If it is split, it is necessary to manage the split information. For example, the operation background deducts a large inventory of a parentKey, adjusts the number of splits for a parentKey, and deletes the split rules for a parentKey. These operations all include the following two actions:
1. Inventory aggregation (subKeys inventory aggregation), and set the subKey inventory to 0;
2. Then return the aggregated inventory to the target parentKey;
Since aggregation and return are not in the same thing, it would be tragic if for some reason the execution was abnormal. For example, when the aggregation of inventory is successful, the inventory of subKeys has been set to 0, the user cannot place an order normally, but the action of returning the inventory to the parentKey fails, which will lead to fewer products sold, so you need to rely on the following 2 points To try to ensure that many products are sold:
1. Increase the number of retries of Redis in business;
2. If Redis fails, manually intervene to return the inventory after an alarm;
Why do you need to distinguish between ordinary user deduction of inventory and operation background deduction of inventory? Because these are two completely different concepts, because the user's deduction of inventory is often limited by business (such as limiting the number of products that a user can buy at one time), but the operation background is different, and sometimes it may be caused by human reasons. The inventory is set to exceed, so a large amount of inventory needs to be deducted. However, if the deducted inventory quantity is greater than the effective inventory held by each subKey, the deduction operation cannot be completed, so we provide a separate deduction for the deduction of the operation background. The subtraction method first aggregates the inventory of subKeys and sets the number of inventory held by the subKey to 0, returns the deducted inventory to the parentKey, and then waits for the inventory to be reassigned to the subKeys. Here we need to pay attention that if a product is particularly explosive, the greater the user concurrency, the longer the time window for aggregation redistribution will be.

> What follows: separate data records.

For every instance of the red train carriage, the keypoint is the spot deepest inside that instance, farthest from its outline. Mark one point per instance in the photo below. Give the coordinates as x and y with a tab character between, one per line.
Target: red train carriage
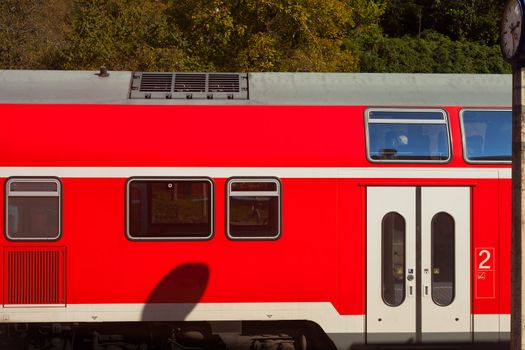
265	209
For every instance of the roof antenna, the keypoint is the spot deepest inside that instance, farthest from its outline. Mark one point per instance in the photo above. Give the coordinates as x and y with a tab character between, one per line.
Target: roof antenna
103	72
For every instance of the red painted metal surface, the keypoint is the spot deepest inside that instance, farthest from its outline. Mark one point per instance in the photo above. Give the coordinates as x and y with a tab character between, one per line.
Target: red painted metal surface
321	253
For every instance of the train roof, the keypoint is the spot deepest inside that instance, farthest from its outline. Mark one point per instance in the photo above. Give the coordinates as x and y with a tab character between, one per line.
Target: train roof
369	89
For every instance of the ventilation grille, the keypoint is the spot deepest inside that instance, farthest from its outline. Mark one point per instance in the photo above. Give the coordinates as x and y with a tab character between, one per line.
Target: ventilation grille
190	82
34	276
157	82
232	86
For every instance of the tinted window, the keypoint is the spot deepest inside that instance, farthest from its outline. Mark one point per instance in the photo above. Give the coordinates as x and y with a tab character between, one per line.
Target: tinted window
408	136
169	208
33	209
443	259
487	135
393	259
253	208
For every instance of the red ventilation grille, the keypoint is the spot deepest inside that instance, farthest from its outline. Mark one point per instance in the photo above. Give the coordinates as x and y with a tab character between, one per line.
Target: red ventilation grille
34	276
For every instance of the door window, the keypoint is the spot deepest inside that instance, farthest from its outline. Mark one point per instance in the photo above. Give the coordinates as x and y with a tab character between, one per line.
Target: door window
393	256
443	259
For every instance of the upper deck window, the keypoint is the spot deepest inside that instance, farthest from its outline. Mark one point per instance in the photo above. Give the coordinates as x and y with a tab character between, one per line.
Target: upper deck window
407	135
487	135
175	208
33	209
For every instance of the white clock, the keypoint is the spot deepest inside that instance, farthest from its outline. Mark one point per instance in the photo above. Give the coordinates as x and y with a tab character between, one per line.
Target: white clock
512	30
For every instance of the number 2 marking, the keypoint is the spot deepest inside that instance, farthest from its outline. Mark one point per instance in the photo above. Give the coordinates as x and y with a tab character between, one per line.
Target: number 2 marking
482	265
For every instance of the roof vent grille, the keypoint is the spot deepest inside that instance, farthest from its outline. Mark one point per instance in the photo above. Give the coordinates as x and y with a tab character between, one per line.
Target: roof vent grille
190	82
231	86
223	83
156	82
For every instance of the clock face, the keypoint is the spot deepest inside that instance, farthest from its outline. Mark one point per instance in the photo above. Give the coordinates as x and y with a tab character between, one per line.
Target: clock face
511	28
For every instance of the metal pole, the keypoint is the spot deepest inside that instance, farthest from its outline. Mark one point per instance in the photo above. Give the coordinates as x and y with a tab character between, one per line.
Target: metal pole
518	222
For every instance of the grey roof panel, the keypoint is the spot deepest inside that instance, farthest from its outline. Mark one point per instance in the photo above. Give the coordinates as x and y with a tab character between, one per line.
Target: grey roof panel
369	89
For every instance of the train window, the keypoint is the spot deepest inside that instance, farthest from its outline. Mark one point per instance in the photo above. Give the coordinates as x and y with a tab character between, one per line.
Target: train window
169	208
407	135
393	235
443	259
253	208
33	209
487	135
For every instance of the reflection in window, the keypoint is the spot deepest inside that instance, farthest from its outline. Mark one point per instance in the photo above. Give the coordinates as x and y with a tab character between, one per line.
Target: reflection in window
253	208
487	135
169	208
33	209
393	259
443	259
408	135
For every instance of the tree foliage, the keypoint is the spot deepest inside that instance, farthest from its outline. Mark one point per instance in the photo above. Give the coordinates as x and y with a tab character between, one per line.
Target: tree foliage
28	39
431	53
218	35
253	35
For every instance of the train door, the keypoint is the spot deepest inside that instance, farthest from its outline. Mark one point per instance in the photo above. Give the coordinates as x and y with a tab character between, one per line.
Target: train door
418	263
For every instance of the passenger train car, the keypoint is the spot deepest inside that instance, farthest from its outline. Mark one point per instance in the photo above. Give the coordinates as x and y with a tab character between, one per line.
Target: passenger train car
254	211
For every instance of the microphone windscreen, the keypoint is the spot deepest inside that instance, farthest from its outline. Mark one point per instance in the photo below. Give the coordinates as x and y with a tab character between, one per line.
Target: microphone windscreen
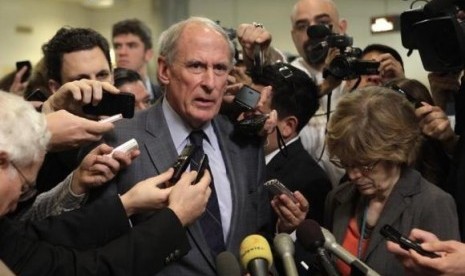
318	31
309	235
283	244
255	247
227	264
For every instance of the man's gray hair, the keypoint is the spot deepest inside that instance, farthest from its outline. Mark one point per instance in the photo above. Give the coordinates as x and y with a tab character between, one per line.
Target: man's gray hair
23	130
167	42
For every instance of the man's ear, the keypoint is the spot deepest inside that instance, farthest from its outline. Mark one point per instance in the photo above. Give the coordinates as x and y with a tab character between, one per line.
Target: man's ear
289	128
343	26
163	71
53	85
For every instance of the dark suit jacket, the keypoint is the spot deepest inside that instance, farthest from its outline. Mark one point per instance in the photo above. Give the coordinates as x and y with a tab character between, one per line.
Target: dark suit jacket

Occasionally, the inventory number between subKeys may be uneven, so when the inventory held by a subKey is deducted and there is no return inventory for pull-down redistribution, only the inventory deduction action routed to this subKey is required. It will fail, and users will have an unfriendly experience that they can see but cannot buy. Therefore, actions can be taken on the routing component. When the inventory of a certain subKey has been eliminated, the local need to remove the action, and the routing will not be performed next time. to this subKey.
Finally, I would like to give you some advice. If the number of parentKey splits is more, the success rate of inventory deduction will be greater. Of course, the number of splits is not as much as possible. Generally speaking, it is enough to split a parentKey into 10-20 subKeys. , compared to the previous one, the success rate of order deduction has been improved by 10-20 times.